Richard Strauss once said: “How necessary to every composer who writes for orchestra the contact with that body is, I will show you in one example. It is well known that when Wagner conducted for the first time Lohengrin, many years after its completion, he exclaimed, ‘Too much brass!’ In his exile he also wrote Tristan and Isolde, a tone-poem which makes over-great demands upon the orchestra and the singers. Parsifal, however, he wrote at Bayreuth. He had regained intimate feeling again with the orchestra and the stage. Hence I recognize in Parsifal a model of instrumental reserve.”
This quite bears out Arthur Symons’s contention that the best way to study a great artist is in the works of his decline, when his invention is on the wane. Another thing, and this should settle the controversy over that much discussed phrase, “Bühnenweihfestspiel,” Hanslick, Wagner’s heartiest opponent, wrote in 1882: “I must say at once that the ecclesiastic scenes in Parsifal did not at the performance produce nearly as offensive an effect as they do on one who merely reads the text-book. The actions we see are of a religious character, but with all their dignified solemnity they are nevertheless not in the style of the church, but entirely in the operatic style. Parsifal is and remains an opera, even though it be called a Bühnenweihfestspiel.”
Touching on the acrimonious controversy over Parsifal’s blasphemy, I may only say—to every one their belief. No one is forced to see the melodrama, for a mystic melodrama it is, with the original connotations of the phrase. The entire work is such a jumble of creeds that future Bauers, Harnacks, Delitzsches, and other ethical archæologists will have a terrible task if the work is taken for a relic of some tribal form of worship among the barbarians of the then remote nineteenth century. Here in America, the Land of the Almighty Hysteria, this artificial medley of faded music and grotesque forms is sufficiently eclectic in character to set tripping the feet of them that go forth upon the mountains in search of new, half-baked religions.

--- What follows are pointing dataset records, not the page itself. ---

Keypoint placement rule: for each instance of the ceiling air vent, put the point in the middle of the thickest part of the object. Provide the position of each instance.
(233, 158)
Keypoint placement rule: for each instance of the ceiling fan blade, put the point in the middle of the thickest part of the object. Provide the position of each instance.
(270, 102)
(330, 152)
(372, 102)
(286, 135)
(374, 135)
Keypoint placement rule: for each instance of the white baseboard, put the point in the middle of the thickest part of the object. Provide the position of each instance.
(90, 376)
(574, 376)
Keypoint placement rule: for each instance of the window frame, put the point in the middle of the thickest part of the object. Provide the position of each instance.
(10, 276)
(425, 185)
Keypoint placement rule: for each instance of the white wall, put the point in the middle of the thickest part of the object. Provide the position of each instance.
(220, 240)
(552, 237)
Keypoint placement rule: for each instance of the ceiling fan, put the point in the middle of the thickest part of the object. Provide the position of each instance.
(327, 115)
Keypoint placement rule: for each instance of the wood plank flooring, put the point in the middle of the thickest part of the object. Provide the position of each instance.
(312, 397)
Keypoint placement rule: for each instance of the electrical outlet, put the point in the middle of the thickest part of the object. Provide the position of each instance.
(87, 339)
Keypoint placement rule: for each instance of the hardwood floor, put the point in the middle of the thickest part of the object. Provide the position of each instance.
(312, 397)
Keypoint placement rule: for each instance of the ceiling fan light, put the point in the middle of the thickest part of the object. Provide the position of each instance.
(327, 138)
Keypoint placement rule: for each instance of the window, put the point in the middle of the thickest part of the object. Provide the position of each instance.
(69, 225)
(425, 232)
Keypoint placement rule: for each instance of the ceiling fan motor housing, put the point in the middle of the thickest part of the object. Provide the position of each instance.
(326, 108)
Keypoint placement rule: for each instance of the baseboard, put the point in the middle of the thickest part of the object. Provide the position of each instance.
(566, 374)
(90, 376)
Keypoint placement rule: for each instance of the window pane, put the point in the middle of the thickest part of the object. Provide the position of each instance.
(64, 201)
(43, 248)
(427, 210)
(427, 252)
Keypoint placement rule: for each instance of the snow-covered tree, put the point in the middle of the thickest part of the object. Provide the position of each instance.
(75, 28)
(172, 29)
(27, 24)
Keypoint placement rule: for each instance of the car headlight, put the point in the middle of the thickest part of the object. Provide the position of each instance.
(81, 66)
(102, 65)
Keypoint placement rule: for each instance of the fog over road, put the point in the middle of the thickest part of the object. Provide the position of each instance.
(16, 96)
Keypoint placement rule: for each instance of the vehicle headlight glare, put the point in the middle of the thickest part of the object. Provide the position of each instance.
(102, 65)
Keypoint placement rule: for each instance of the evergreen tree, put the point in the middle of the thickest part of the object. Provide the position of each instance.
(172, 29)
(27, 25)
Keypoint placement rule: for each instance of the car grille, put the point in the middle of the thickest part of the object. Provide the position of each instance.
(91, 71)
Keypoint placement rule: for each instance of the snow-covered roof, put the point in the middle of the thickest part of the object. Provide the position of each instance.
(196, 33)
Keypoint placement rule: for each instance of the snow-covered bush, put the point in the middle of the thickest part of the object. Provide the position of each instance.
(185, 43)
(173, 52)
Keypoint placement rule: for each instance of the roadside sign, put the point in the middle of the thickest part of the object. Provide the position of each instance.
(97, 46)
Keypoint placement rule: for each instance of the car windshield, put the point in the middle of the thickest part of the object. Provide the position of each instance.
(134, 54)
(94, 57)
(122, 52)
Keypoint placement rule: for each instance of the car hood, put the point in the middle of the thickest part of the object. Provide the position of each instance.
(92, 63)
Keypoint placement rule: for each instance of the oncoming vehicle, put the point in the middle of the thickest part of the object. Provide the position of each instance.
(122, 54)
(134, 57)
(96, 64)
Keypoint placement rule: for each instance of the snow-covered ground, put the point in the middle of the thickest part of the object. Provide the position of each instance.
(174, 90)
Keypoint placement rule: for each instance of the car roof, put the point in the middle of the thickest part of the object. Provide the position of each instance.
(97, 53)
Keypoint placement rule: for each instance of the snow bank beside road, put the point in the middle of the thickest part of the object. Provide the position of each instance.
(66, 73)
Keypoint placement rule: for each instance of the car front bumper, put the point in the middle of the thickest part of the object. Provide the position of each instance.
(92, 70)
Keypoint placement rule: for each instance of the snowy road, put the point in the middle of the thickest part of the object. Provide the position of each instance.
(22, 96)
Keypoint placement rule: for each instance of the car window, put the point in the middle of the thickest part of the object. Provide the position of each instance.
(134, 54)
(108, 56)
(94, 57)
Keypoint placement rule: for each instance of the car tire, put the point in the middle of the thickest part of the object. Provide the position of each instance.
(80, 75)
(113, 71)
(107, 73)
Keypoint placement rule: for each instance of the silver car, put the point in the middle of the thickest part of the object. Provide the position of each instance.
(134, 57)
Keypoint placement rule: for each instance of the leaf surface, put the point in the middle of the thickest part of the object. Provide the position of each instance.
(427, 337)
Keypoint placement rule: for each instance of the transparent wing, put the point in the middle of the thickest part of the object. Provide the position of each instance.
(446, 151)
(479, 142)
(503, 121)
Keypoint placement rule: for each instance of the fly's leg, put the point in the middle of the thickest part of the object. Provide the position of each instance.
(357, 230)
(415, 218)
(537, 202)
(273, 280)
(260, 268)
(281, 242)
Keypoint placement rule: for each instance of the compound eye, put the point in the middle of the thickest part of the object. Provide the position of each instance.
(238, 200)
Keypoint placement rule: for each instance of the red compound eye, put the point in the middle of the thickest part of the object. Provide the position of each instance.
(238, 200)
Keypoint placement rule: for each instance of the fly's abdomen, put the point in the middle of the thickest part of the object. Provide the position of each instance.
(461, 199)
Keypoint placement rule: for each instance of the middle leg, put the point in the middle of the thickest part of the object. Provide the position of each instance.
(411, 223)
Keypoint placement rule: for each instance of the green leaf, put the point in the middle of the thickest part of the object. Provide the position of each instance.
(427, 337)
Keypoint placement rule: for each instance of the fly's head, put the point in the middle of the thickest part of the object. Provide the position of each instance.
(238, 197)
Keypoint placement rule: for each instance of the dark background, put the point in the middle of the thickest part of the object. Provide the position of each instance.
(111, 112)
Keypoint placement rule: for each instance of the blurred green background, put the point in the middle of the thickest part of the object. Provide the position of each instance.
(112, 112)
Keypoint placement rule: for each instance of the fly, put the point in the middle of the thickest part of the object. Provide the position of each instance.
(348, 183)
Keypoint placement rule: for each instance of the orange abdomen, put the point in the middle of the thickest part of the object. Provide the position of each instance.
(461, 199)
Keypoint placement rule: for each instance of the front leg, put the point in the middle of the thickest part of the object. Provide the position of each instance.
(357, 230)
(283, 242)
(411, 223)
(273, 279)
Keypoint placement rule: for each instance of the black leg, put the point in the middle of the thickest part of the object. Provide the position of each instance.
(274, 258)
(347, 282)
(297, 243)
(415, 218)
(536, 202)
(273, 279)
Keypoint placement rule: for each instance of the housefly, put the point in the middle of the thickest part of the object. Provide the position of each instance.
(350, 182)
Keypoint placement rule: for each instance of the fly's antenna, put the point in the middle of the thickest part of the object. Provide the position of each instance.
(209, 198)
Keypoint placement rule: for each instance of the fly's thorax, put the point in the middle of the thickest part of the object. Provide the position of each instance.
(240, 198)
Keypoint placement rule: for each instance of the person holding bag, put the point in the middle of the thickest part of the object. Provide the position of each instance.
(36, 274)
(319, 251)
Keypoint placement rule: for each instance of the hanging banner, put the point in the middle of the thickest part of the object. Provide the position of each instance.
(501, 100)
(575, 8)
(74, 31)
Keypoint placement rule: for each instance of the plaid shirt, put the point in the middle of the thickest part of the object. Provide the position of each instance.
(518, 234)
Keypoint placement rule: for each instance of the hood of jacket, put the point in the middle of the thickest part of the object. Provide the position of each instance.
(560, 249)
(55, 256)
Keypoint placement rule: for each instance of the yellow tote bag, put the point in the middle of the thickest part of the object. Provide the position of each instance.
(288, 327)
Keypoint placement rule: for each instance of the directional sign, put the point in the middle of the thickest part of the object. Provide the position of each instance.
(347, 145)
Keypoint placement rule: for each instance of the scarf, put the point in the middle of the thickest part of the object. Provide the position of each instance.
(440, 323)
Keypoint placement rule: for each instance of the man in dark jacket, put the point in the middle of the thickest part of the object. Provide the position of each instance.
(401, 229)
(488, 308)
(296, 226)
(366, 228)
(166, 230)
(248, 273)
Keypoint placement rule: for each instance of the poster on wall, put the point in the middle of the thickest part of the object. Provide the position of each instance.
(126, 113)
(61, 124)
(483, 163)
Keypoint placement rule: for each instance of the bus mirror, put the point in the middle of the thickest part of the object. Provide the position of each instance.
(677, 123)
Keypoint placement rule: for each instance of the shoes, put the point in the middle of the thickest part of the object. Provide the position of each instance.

And now to a complete analysis of the work, an analysis, be it said, first made at Bayreuth in August, 1901. That it may prove unpleasant reading for some I do not doubt. I only hope that I shall not be accused of artistic irreverence. The personal equation counts for something in criticism. I cannot admire Parsifal, and I am giving my reasons for this dislike. There is no reason why the criticism that has so royally acclaimed the beauty of Wagner’s other music-dramas should be suspected in the case of Parsifal. Why should Parsifal be hedged as if of “sacred character”? If you tell a Parsifalite that the opera is blasphemous, he proves volubly, ingeniously, that it is pure symbolism, that Saracenic, Buddhistic, any but Christian, ceremonial is employed. But if you turn the tables, and assert that Parsifal is not sacred, that it should be enjoyed and criticised like Tristan and Isolde, the Parsifalite quickly jumps the track and exclaims, “Sir, there is sacred atmosphere in Parsifal, and not in Tristan!” Oh, this sacred atmosphere! It is worse than Nietzsche’s Holy Laughter! The question may be summed up thus: If Parsifal is blasphemous, it should not be tolerated; if it is not a representation of sacred matter, then we have the privilege of criticising it as we do a Verdi or a Meyerbeer opera; and Meyerbeer was an inveterate mocker of religious things—witness Les Huguenots, Robert le Diable, Le Prophète. How about Halévy’s La Juive? Parsifal, so it appears to me, is more morbid than blasphemous.